「今回も直感を頼りに、これを子どもたちに届けたいというピュアな気持ちで動きました。願わくば、本作を見た子どもたちがバレエを始めてくれたら最高ですね」(撮影:木村直軌)
バレエ界で活躍を続ける熊川哲也さん。26歳で英国から帰国し、Kバレエカンパニー(現Kバレエ トウキョウ)を設立して以降、現役ダンサーとして舞台に立ちつつ、プロデュース、演出、振付などを手がけ、経営者としても全力疾走してきた。国内での活動を始めて25年が経った今、熊川さんの目に映るものは――(構成:平林理恵 撮影:木村直軌)

イマジネーションをふくらませて

新作バレエ『マーメイド』が、この秋、世界初演の幕を開けました。Kバレエ設立25周年を記念した作品です。
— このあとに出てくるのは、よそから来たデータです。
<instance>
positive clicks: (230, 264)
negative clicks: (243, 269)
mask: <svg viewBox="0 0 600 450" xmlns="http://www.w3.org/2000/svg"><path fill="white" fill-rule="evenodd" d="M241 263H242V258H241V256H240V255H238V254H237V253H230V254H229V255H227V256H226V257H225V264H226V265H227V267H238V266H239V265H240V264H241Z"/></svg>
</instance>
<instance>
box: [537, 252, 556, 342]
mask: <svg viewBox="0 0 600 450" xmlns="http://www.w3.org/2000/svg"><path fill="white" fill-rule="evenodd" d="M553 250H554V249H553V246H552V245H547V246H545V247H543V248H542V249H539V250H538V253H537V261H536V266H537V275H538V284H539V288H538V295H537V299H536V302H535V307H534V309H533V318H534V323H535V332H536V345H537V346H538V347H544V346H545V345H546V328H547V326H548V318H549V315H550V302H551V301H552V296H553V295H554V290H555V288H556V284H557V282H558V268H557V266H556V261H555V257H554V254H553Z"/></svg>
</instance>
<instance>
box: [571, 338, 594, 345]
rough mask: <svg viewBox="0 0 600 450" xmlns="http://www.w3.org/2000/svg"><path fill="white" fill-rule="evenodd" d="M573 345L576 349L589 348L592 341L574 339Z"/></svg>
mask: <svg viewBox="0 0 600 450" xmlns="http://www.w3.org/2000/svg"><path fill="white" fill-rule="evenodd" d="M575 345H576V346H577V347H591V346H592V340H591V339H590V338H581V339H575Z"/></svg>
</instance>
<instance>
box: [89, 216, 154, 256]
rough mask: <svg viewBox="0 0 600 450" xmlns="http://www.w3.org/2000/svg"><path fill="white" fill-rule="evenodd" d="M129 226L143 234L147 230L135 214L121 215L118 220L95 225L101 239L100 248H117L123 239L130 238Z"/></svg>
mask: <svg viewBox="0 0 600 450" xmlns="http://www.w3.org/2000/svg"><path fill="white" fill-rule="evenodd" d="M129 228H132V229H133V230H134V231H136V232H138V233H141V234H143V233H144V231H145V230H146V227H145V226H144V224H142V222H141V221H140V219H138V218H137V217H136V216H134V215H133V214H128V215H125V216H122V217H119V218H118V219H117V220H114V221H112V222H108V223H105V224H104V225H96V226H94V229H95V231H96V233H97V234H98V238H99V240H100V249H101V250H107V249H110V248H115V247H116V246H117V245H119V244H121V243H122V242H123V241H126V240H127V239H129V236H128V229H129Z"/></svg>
題材にアンデルセンの童話『人魚姫』を選んだのは、僕も50歳を過ぎて、次世代のことやバレエ界のこれからを考える立場になるなかで、子どもたちをバレエのとりこにするような作品を作りたいと思ったからです。

やはりそれなら夢のあるファンタジーだろうと考えた……わけですが、これは後付けの理由のようなところもあって。一番頼りにしたのは直感です。

新しい作品を作るのはとてもお金がかかります。だから世界の名だたる国立バレエ団でも、新作発表は3年から5年に1回程度。僕の古巣の英国ロイヤル・バレエ団だって、在籍した約10年で新作は2回だけだった。

一方、Kバレエは、毎年新作を発表し、攻め続けることでお客様に喜んでいただいてきました。僕はそこに自負があるし、作品作りに関しては勘が働く。

だから、今回も直感を頼りに、これを子どもたちに届けたいというピュアな気持ちで動きました。願わくば、本作を見た子どもたちがバレエを始めてくれたら最高ですね。